Monthly Brief August 2019 – Interest Rate Policy & Economic Growth

Monthly Brief August 2019 – Interest Rate Policy & Economic Growth


With no shortage of conflicting information, who can blame global investors for being unsure in the back-and-forth markets experienced during the prior months. But the questions remain:  Are ongoing global economic stimulus measures enough to support an increase in asset prices?  Is uncertainty now high enough to reign in investor risk taking?  Or are global economic conditions deteriorating to a degree that investors should reduce their holdings of risk assets?

As none of these questions is easy to answer, it’s no wonder that the high-profile US equity markets have essentially been flat for the last twelve months, as exemplified by the S&P 500 Index.  But this path to nowhere has been quite volatile, highlighting investors’ heightened sensitivity to the latest economic reports, central bank comments and/or (sadly enough) tweets.  Lacking clear trends, market moves have been quick to reverse course on speculation regarding trade talks, interest rate policy or the next economic report.  Not surprisingly, this culminated with August’s back-and-forth, range-bound trading, an environment that often sets the stage for a new trend to exert itself.  How might this be resolved?  

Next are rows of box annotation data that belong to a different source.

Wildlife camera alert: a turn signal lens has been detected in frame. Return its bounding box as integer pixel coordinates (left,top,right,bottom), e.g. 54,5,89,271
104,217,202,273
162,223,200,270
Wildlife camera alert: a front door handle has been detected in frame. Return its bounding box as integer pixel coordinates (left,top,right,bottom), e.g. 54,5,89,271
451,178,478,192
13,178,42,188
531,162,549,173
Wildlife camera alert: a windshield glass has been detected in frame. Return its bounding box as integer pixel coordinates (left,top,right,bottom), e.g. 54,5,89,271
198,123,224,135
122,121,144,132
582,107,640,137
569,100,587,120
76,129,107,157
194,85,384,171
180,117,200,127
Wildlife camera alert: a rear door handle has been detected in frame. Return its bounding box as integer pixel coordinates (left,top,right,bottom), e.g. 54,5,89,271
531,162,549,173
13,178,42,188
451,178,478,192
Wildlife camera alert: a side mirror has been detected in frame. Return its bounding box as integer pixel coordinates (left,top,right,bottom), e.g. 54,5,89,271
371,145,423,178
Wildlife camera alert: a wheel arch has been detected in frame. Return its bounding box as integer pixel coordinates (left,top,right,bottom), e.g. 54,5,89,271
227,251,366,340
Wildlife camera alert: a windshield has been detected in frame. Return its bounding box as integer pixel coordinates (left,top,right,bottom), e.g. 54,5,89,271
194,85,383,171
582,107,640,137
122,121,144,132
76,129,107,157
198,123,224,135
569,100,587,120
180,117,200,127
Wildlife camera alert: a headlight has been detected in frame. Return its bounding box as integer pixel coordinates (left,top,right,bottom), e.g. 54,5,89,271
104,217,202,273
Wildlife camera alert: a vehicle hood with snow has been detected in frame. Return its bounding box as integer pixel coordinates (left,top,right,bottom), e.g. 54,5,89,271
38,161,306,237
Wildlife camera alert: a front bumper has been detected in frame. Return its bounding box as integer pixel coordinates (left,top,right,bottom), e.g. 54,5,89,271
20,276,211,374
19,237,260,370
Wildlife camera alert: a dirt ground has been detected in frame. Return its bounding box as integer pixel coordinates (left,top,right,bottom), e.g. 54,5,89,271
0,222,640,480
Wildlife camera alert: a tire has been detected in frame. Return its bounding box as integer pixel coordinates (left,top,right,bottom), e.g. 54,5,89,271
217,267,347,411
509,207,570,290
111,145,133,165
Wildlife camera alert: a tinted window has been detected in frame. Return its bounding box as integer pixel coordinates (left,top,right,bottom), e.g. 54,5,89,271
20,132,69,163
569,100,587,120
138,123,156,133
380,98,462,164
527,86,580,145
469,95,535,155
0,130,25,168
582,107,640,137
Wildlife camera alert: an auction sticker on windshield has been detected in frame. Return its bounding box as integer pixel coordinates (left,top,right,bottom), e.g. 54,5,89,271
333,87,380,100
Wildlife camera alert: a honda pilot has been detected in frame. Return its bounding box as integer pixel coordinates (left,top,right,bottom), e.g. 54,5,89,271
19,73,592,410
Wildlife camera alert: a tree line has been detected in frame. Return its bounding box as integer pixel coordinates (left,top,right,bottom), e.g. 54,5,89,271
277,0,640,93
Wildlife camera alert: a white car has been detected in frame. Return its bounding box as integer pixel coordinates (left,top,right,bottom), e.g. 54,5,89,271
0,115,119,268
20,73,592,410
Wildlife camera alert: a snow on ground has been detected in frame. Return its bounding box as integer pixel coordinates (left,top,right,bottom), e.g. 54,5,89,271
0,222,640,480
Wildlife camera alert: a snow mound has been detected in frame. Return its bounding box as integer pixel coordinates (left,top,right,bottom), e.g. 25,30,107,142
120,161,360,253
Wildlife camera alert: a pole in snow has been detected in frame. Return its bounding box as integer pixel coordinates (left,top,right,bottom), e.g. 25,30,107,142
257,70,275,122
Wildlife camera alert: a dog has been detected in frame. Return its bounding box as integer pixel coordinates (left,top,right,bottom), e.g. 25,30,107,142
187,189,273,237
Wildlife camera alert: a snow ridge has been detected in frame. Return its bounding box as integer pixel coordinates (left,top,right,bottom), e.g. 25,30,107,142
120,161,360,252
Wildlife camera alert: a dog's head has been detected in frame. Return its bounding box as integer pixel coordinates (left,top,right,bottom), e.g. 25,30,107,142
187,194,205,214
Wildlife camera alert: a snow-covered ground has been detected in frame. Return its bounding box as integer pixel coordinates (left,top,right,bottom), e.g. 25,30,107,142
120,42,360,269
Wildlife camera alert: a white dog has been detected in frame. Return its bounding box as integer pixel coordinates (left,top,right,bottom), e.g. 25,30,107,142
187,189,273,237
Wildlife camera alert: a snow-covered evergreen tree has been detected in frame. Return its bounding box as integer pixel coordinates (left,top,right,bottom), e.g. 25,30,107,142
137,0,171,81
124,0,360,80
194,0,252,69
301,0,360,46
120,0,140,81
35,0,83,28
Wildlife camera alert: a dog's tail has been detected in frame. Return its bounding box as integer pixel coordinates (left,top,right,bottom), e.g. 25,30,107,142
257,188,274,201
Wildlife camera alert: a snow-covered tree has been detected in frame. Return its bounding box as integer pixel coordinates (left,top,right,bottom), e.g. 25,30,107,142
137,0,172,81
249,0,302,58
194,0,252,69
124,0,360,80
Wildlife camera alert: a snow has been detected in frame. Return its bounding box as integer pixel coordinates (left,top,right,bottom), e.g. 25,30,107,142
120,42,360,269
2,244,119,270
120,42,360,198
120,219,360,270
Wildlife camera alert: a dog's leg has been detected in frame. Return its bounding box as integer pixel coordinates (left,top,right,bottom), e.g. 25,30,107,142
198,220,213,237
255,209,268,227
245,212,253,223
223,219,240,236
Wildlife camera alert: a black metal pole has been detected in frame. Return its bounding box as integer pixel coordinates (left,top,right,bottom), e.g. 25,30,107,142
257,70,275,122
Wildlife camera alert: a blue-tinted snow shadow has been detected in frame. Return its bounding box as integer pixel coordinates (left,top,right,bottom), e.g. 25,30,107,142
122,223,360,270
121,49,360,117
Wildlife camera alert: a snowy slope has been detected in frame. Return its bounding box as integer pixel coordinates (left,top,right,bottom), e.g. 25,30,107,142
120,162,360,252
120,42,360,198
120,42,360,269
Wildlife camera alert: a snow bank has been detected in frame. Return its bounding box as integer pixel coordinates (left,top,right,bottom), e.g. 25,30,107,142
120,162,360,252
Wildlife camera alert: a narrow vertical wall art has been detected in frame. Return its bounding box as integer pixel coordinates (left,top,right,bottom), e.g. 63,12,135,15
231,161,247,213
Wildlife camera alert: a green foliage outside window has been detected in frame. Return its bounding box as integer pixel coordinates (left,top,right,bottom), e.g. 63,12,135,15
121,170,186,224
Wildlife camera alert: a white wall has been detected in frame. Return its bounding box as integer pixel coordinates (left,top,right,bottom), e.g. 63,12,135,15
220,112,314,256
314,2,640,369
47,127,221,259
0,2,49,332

Threats of slowing business activity continue to show up in the data. While not at recessionary levels, several measures would suggest business activity is continuing to slow. From CEO comments of concern while commenting on second quarter earnings reports to signs of deterioration in surveys conducted among various industries, it has become evident that the rate of growth in broad business conditions is generally slowing, but not yet contracting.  Still, the consumer, a significant and important part of the global economy, continues to spend.  And low global interest rates play into this equation through their impact on credit conditions, thus helping individuals (i.e. housing) and corporate entities (i.e. borrowing costs) manage expenses.  The consumer’s resiliency looks to be a critical piece in the US economy’s ability to avoid the economic downturns experienced by many of our global counterparts. 

The factors that have led to the choppy markets over the past twelve months are likely to persist until certain global economic issues are viewed to be moving towards a positive resolution.  While the Federal Reserve may cut rates further, this tactic has not, on its own, prevented other countries from experiencing further economic deterioration. Can the consumer continue to supplement slowing business conditions and help to maintain modest economic growth? How this plays out will likely have a strong bearing on whether this period can be contained to an economic slowdown or a path to recession. 

CHART OF INTEREST – Interest Rate Policy & Economic Growth

The US economic slowdown has been, in large part, triggered by the disruption in global trade.  Should a resolution be found, markets are likely to initially respond positively, but will it be enduring?  The longer the conflict persists, the more likely it is that the parties involved have developed solutions which are increasingly likely to be long-term, rather than stop-gap measures that can be easily unwound.

Global central banks have taken measures designed to potentially offset the impact of trade disruption on economic growth.  First and foremost has been interest rate policy.  The experiment in Europe has been to reduce policy rates to below zero, resulting in longer-term rates also going negative.  (How interest rates can be negative is another discussion!)

Europe has had its own version of trade disruption with the overhang of Brexit. Looking at the European Central Bank’s (ECB) interest rate policy relative to Europe’s most stable economy, Germany, may provide some insight as to the effectiveness of using aggressive rate cuts to avoid an economic downturn. 

The ECB’s Deposit Facility Rate now stands at -0.40% (the US Fed Funds rate currently stands at 2.5%).  Unfortunately, as the chart shows, this approach has not been enough to stop further economic slowing.  The top pane shows that the ECB has been reducing the Deposit Facility Rate since 2014. Yet the bottom pane shows how the German GDP growth rate was unable to be sustained and, while the German economy is still growing, the growth rate has been in decline since 2017.  (While this chart of annualized data does show modest growth, the most recent quarterly report showed a contraction in second quarter GDP versus that of the first quarter in 2019.)  

Could these policy measures have helped to keep the downturn from being worse? Possibly, but most would suggest that interest rate policy alone is not enough to bridge this gap of politically generated disruption in the global economy.  And, it may result in a new set of issues when it’s time to unwind these aggressive measures.  The US Federal Reserve would do well to consider the experience in Europe as they contemplate further interest rate cuts.